Ein Gerät für das elektronische System hatten wir zwar an Bord, aber uns fehlte die Karte dafür. Und die wurde uns nicht angeboten ... die müsse man selber mitnehmen (ist doch auch klar, jeder Japaner welcher Auto fährt hat doch so eine). So zumindest hatten wir es bei der Vermietung so verstanden. An der Auffahrt an der wir standen gab es wohl eine manuelle Zahlstelle, aber nur für Autos die selbige verliessen, nicht für Autos die drauf wollen .Tickets gibts nicht am Automaten, also ist da für Autos ohne Tollcard – wie wir eins waren - einfach keine Auffahrt möglich.
Das war etwas blöd, denn erstmal auf der Autobahn wären wir relativ schnell am Ziel. Aber so wurde in der Dämmerung ein 20km langer Umweg über Nebenstrassen notwendig um möglichst schnell zur nächsten Auffahrt zu gelangen. Erst bei Nozawa gelang uns dann die Fahrt auf die Autobahn und wir konnten mit 80km/h endlich „rasen“ :-)
Bis vor die Tore Niigatas ging es auf dieser Autobahn, dann wechselten wir auf den Hokuriku Expressway nach Süden. Dieser folgt wie auch der Shinkansen und die Bestandsstrecke von Niigata nach Süden immer den Bergen. Gegen 21 Uhr waren wir dann endlich in Tsubame und suchten unser gebuchtes Hotel. Das war gar nicht schwer, denn in der „Neustadt“ waren die Häuser nicht so dicht beieinander und die Häuser die es gab waren riesig (inkl. Grosser Beschriftung auf den Dächern ;)).

Ein Zimmer mit Shinkansenblick gab es leider wieder nicht, obwohl wir nur ca. 500m Luftlinie vom Bahnhof entfernt lagen.
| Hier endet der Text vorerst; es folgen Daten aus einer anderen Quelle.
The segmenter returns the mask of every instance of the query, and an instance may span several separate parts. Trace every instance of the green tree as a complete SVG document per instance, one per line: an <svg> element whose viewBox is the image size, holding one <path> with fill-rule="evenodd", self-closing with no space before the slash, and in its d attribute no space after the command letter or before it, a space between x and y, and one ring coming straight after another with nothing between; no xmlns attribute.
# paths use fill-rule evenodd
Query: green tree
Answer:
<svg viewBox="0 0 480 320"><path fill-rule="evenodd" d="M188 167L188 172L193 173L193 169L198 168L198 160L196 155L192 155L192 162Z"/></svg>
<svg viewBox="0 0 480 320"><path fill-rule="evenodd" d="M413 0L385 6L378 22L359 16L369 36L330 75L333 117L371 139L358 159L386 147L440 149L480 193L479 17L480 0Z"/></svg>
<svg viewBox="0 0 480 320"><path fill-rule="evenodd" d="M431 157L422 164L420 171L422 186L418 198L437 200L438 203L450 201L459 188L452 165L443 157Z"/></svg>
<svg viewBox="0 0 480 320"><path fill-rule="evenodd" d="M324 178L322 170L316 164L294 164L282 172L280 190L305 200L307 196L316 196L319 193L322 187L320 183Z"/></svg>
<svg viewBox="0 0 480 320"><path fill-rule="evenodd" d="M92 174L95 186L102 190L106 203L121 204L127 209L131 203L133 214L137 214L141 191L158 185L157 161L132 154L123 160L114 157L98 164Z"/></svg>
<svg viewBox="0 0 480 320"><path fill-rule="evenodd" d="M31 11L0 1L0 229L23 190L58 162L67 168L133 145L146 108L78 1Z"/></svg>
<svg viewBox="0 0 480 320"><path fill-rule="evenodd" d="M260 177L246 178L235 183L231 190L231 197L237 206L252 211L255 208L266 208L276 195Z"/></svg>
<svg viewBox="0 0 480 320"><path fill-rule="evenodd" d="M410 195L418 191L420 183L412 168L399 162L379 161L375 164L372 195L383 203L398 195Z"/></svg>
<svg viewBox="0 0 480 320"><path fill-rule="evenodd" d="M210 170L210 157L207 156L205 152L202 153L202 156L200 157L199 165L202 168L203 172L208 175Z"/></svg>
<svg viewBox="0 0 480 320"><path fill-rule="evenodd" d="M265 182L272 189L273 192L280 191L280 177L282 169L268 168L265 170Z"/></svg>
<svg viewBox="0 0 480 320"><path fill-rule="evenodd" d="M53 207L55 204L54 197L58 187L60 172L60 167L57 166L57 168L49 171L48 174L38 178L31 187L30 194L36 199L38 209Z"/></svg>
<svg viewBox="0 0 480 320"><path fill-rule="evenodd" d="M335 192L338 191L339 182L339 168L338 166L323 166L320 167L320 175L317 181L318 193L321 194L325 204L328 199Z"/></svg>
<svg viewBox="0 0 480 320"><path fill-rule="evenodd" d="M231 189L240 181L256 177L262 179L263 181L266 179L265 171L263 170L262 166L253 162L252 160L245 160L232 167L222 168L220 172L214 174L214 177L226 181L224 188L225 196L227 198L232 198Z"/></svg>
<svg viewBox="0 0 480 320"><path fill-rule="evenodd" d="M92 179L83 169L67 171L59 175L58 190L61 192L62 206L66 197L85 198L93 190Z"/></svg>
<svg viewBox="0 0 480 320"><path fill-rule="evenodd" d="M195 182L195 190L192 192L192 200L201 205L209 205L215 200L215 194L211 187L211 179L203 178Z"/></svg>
Das Auto musste noch geparkt werden und das war gar nicht so einfach. Der Parkplatz am Hotel war nämlich voll (muss man erst mal merken). Aber das Hotelpersonal kannte das Problem wohl und drückte uns sofort eine kleine A4 Karte in die Hand wo wir jetzt hin sollten. Und wirklich, etwas weiter vorne auf einer Brachfläche gab es reichlich Platz. Aber um auf die Fläche zu kommen muss man durch eine Schranke und ein Ticket ziehen. Ich will gar nicht wissen was der Platz auf dieser Halde für eine Nacht kostet. Dabei wäre sooo viel Brachfläche rundherum und Parkplätze von Geschäften gibts auch mehr als genug. Na, lassen wir und überraschen.
Es war schon spät, heieiei, sehr spät. Um diese Zeit noch etwas zu Essen zu bekommen, praktisch unmöglich. Oder doch nicht? Mh, doch, leider doch schon so mehr oder weniger. Die Gegend in der wir waren, war jetzt auch nicht so reich gesegnet an Restaurants. Also setzten wir uns etwas wiederwillig neben der Lobby in das kleine Restaurant um das gastronomische Angebot des Hotels zu probieren. Die gereichte Nudelsuppe (Ramen) war aber gar nicht schlecht, wenn auch eher mehr Vorspeise als Hauptgang. Aber wir waren halt etwas spät, so zumindest verstanden wir das Personal ... :-). Trotzdem gesättigt ging es dann ins Bett. Morgen ist das Wetter perfekt angesagt für die ganze Küstenregion. Obs dann stimmt? Eine stelle für den Start in den Tag um 8Uhr (huch, bissl früh) hatten wir zumindest bereits im Köcher.

Und haben wir mitgezählt? Ohne Unterbaureihen reicht es wieder für 7 neue Baureihen für unsere Sammlung.